À côté du dézonage des villes, l'amélioration du cadre de vie et de la désirabilité des espaces passe par la réhabilitation de la rue. La rue n'est pas seulement un lieu de circulation. Elle est aussi un lieu de vie et a une fonction de façade. L'embellissement des villes, le souci d'aménager de belles perspectives ou encore d'entretenir les linéaires de bâtiments doit également mobiliser les habitants comme les pouvoirs publics. Le « beau dans la ville » est un critère majeure d'habitabilité, qui explique d'ailleurs beaucoup les différentiels de prix immobiliers.

b) La question centrale de la densité

Pour lutter contre la périurbanisation horizontale consommatrice d'espaces à la fois directement par la construction de logements et indirectement par la réalisation de kilomètres supplémentaires de voiries, pour aller vers des villes moins zonées, moins segmentées et multifonctionnelles, pour répondre aussi à l'impératif de mutualisation et de sobriété énergétique, la densification des villes s'impose comme le modèle à suivre.

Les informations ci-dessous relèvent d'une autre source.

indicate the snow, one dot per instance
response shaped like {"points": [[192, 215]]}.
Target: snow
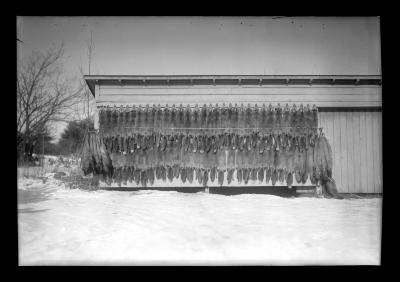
{"points": [[62, 226]]}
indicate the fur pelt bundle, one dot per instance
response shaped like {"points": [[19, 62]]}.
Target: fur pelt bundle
{"points": [[208, 143]]}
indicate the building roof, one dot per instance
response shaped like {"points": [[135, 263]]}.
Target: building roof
{"points": [[190, 80]]}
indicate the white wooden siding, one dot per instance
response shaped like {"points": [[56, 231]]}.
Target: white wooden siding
{"points": [[356, 140], [322, 96]]}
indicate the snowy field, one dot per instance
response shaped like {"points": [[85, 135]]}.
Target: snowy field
{"points": [[62, 226]]}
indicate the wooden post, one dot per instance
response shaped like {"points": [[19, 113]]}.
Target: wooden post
{"points": [[96, 112]]}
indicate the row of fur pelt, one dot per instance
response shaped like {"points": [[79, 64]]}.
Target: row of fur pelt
{"points": [[255, 141], [266, 175], [115, 121]]}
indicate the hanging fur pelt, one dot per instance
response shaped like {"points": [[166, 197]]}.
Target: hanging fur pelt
{"points": [[207, 142]]}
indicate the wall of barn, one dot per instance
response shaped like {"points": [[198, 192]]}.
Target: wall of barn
{"points": [[356, 139], [355, 135]]}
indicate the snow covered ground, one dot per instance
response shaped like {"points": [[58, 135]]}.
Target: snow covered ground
{"points": [[61, 226]]}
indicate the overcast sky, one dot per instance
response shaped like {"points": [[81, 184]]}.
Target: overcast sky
{"points": [[209, 45]]}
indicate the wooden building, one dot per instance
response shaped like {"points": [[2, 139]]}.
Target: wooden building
{"points": [[350, 109]]}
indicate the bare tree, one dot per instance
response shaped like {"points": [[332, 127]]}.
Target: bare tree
{"points": [[44, 95]]}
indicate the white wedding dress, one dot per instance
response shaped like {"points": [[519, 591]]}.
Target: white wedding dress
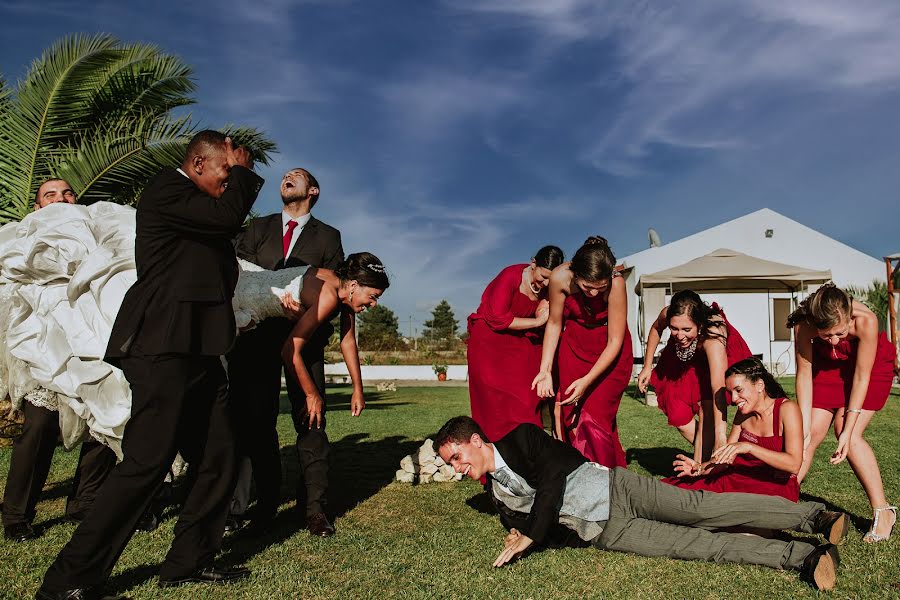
{"points": [[64, 271]]}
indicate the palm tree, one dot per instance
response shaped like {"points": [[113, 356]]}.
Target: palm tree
{"points": [[98, 113]]}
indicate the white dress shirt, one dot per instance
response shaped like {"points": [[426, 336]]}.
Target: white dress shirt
{"points": [[301, 223]]}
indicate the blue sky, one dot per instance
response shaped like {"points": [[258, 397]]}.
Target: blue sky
{"points": [[453, 138]]}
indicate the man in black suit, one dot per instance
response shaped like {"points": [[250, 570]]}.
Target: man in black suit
{"points": [[290, 238], [539, 482], [174, 325], [33, 451]]}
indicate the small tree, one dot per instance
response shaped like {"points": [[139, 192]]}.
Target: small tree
{"points": [[379, 329], [442, 325]]}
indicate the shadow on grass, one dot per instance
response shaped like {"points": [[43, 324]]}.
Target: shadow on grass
{"points": [[861, 523], [131, 578], [482, 503], [362, 468], [341, 401], [657, 461]]}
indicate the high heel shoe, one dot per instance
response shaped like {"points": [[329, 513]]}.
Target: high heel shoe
{"points": [[872, 537]]}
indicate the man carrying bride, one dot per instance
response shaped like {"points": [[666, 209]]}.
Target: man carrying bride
{"points": [[291, 238], [174, 324]]}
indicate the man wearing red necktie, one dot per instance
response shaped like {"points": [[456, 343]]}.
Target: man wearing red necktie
{"points": [[291, 238]]}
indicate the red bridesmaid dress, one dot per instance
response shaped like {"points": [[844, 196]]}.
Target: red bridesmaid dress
{"points": [[833, 368], [747, 473], [503, 363], [583, 339], [681, 386]]}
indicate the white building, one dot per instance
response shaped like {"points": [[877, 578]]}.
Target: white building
{"points": [[758, 313]]}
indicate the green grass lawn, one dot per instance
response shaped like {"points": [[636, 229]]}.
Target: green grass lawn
{"points": [[438, 540]]}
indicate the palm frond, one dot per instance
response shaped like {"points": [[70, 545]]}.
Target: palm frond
{"points": [[98, 113], [115, 164], [52, 103]]}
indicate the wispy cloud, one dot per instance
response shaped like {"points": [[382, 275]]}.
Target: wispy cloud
{"points": [[690, 65]]}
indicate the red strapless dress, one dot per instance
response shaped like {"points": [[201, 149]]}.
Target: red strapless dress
{"points": [[747, 473], [583, 339], [681, 386], [833, 368], [503, 363]]}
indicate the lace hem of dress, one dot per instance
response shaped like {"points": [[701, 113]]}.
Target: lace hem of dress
{"points": [[43, 398]]}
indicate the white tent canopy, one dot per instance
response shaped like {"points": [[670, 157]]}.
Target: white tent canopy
{"points": [[725, 269]]}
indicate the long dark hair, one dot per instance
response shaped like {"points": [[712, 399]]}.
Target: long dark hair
{"points": [[753, 370], [690, 304], [824, 308], [594, 261], [366, 269], [549, 257]]}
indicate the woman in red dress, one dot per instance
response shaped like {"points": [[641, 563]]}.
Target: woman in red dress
{"points": [[504, 345], [594, 359], [689, 378], [845, 368], [765, 447]]}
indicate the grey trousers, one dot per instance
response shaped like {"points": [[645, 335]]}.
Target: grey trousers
{"points": [[652, 518]]}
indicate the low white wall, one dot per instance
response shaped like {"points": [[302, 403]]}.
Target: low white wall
{"points": [[410, 372]]}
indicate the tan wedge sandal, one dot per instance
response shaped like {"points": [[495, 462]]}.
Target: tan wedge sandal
{"points": [[872, 537]]}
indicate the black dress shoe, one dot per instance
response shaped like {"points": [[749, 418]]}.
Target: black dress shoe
{"points": [[318, 524], [148, 522], [233, 523], [76, 594], [820, 567], [76, 517], [209, 575], [19, 532], [833, 525]]}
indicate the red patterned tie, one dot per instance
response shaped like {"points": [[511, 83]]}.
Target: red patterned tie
{"points": [[286, 242]]}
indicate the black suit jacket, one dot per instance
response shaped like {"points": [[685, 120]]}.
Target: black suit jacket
{"points": [[186, 268], [544, 463], [319, 245]]}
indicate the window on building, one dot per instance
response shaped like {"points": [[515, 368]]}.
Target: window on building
{"points": [[781, 308]]}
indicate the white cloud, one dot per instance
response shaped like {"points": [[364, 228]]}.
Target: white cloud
{"points": [[688, 65]]}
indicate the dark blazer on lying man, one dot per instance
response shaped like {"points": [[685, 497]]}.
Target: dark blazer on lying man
{"points": [[620, 510]]}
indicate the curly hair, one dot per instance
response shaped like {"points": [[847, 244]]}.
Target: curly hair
{"points": [[594, 261], [826, 307], [754, 370]]}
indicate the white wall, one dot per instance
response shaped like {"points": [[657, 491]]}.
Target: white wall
{"points": [[408, 372]]}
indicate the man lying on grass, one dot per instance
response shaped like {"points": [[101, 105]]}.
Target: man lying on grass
{"points": [[539, 483]]}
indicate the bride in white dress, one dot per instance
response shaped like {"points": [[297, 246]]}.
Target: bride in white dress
{"points": [[64, 271]]}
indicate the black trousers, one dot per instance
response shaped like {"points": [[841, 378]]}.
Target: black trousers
{"points": [[179, 403], [30, 463], [255, 369]]}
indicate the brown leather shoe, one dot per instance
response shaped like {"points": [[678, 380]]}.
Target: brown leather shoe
{"points": [[820, 567], [318, 524]]}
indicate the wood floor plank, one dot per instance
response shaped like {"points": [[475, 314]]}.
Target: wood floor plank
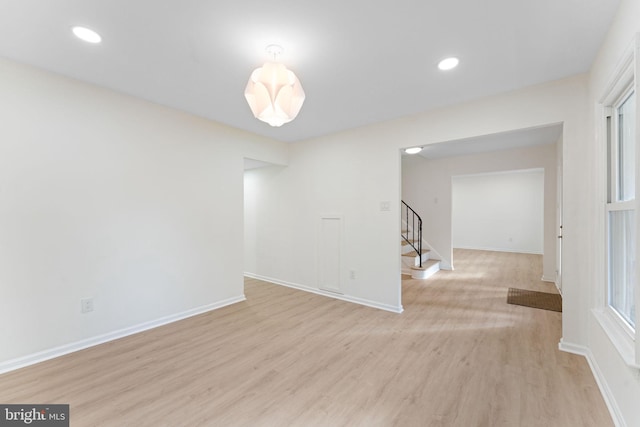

Mais la densité a mauvaise presse. Elle est associée aux grands ensembles considérés désormais comme un modèle urbain obsolète. Pourtant, la densité a ses vertus, en particulier environnementales. On confond souvent densité et forme urbaine. Or, à densité égale, le visage des villes peut fortement varier, comme le montre la figure ci-jointe87(*)

La problématique de la ville du futur est donc moins la densité (elle sera nécessaire) mais la forme urbaine que l'on choisira, les aménagements qui seront réalisés dans la ville, les modes de mobilité et l'organisation du tissu urbain, responsabilités éminentes des pouvoirs publics.


* 86 Voir notamment les instruments de dialogue citoyens mis en place par la Métropole de Nantes : https://www.demainlaville.com/le-dialogue-citoyen-un-nouvel-outil-pour-faire-la-ville/

* 87 Source : Agence d'urbanisme de Moselle, 2018.